Automated Reporting: A Game-Changer for Data Analysis

R
Data organization
Author
Published

Aug 2024

In the fast-paced world of data analysis, efficiency is key. Automated reporting is revolutionizing how we handle recurring data-rich reports, offering on-demand production and enhanced data exploration capabilities. This innovative approach not only saves time but also allows for deeper, more strategic insights. Parameterized reporting is a cutting-edge technique that enables simultaneous generation of multiple reports. This method not only boosts productivity but also significantly reduces errors associated with manual data handling.
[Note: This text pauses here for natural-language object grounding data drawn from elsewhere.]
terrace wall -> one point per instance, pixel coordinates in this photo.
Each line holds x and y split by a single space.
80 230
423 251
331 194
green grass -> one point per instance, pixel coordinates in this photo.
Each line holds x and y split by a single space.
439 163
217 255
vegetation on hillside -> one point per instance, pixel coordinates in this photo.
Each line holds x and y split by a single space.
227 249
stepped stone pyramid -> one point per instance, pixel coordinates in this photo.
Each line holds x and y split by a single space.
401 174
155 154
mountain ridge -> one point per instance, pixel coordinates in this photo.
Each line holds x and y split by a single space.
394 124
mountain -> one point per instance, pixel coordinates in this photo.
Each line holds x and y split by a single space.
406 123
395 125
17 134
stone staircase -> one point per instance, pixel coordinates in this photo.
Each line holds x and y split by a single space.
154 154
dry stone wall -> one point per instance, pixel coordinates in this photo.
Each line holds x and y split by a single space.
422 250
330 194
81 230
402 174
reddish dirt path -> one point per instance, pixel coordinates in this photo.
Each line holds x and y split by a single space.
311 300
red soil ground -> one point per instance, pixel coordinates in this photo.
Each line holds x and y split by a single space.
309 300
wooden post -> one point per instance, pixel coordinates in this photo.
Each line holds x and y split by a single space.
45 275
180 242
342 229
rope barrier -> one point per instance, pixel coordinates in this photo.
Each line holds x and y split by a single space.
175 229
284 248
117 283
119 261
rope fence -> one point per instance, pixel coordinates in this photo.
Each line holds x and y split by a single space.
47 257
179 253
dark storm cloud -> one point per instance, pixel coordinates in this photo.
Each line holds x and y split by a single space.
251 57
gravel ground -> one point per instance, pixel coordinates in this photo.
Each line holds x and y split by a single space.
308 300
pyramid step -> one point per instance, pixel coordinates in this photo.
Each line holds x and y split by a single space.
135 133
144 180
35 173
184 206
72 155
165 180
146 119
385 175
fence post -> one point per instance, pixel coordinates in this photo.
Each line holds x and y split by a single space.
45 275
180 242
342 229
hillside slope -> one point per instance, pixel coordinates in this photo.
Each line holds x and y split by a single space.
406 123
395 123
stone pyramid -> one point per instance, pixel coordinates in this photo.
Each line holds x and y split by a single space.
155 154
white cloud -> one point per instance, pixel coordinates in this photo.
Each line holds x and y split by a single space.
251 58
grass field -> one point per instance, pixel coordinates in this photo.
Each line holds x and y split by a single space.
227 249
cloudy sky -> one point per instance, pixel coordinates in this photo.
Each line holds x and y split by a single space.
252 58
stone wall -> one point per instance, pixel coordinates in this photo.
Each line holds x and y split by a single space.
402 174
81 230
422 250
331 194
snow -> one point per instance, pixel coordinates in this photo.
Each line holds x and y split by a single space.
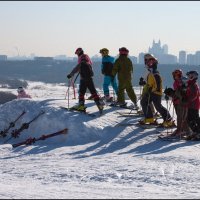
97 158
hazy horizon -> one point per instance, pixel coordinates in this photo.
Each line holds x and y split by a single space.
50 28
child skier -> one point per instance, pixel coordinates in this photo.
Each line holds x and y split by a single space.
193 102
84 67
123 66
179 103
106 69
152 92
22 93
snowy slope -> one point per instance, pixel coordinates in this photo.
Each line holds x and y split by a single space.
97 158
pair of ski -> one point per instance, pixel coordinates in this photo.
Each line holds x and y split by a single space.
16 132
31 140
114 104
11 125
166 136
82 112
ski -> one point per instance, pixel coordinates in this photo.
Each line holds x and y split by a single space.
168 137
120 106
31 140
82 112
15 133
130 114
146 126
125 124
11 125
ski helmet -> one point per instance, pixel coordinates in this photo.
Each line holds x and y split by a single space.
123 51
192 75
79 51
150 60
20 89
177 73
104 51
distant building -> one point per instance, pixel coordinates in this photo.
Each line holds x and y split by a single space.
197 54
133 59
167 59
3 57
182 57
191 59
156 49
43 59
141 58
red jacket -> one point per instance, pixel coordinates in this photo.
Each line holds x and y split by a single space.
193 95
177 85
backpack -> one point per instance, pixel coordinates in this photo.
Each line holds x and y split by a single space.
107 68
86 71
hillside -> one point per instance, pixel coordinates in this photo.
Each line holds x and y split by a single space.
97 158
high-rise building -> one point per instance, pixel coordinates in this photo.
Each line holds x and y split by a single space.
182 57
156 48
3 57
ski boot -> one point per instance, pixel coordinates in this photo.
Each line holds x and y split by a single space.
107 98
79 107
148 121
168 123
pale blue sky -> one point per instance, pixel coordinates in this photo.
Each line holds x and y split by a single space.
52 28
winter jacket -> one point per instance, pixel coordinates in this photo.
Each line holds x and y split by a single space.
23 94
153 84
107 65
124 68
84 66
177 86
193 95
86 58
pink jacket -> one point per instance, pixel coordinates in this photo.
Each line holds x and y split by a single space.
85 57
23 95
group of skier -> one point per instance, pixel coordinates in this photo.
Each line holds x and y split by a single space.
185 94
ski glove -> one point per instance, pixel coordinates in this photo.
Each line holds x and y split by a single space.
69 76
169 92
142 81
112 78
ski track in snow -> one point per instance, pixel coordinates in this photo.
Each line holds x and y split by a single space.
96 158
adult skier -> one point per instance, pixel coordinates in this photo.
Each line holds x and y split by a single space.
106 69
152 92
123 67
84 67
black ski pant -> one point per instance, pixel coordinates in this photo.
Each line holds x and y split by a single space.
84 85
194 120
146 101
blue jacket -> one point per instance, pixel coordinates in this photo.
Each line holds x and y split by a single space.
107 65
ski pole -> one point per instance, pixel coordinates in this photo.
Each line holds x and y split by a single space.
69 81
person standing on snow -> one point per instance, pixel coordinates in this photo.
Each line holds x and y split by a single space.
84 67
123 66
22 93
193 103
152 92
179 105
106 69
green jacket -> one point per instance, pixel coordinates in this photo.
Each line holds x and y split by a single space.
123 66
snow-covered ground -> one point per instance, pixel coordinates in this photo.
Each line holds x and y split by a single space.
97 158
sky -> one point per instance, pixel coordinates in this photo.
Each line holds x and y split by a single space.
98 158
49 28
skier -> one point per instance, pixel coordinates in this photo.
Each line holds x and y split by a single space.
179 103
123 66
22 93
106 69
84 67
152 92
193 103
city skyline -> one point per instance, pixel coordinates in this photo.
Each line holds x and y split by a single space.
58 28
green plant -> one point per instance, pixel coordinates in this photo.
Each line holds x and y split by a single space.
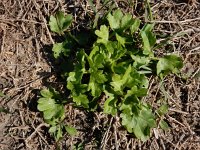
117 64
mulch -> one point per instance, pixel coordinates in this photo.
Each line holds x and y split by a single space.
27 65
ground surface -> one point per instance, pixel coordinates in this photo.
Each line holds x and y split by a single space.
26 66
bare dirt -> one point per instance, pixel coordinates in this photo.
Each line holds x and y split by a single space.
27 65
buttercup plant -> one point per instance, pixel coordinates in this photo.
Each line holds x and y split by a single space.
117 65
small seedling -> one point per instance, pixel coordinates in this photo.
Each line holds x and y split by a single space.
116 65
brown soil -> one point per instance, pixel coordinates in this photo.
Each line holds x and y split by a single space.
26 66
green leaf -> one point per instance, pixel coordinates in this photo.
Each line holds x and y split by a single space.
71 130
121 40
163 109
103 34
119 84
110 105
169 63
60 22
53 129
135 25
4 110
46 93
114 20
163 125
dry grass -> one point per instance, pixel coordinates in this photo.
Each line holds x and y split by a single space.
27 66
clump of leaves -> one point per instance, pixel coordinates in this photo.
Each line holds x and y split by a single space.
117 65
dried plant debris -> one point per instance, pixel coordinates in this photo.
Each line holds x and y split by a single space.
27 65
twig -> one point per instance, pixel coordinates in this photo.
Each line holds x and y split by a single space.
175 22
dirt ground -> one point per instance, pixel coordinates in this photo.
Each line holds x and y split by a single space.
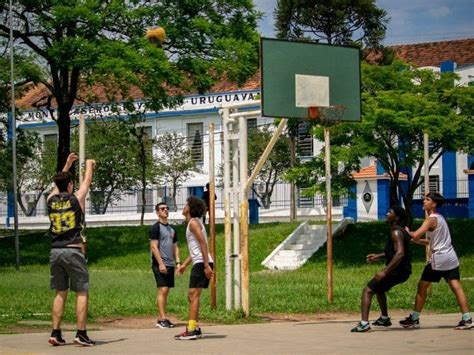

Goal : The objective of this report is to demonstrate how to create automated custom reports with Quarto and Purrr in R to track patient days from public data.

Real-World Application: California MRSA Data Analysis

To illustrate the power of automated reporting, let’s consider a case study using data from the California California Health and Human Services Open Data Portal. The demo uses the data from All California general acute care hospitals are required to report Methicillin-resistant Staphylococcus aureus (MRSA) bloodstream infection (BSI) cases that occur following hospitalization. MRSA is a serious, contagious bacterial infection that starts on your skin. It’s a type of staph infection that resists most common antibiotics, making it especially dangerous. Without treatment, MRSA can be deadly.

Step-by-Step Guide

Step 1: Create a Single Report Template

We began by preparing a single report template using data from 2022. This template serves as the foundation for all subsequent reports. Let’s prepare a single report as a template from the data in 2022.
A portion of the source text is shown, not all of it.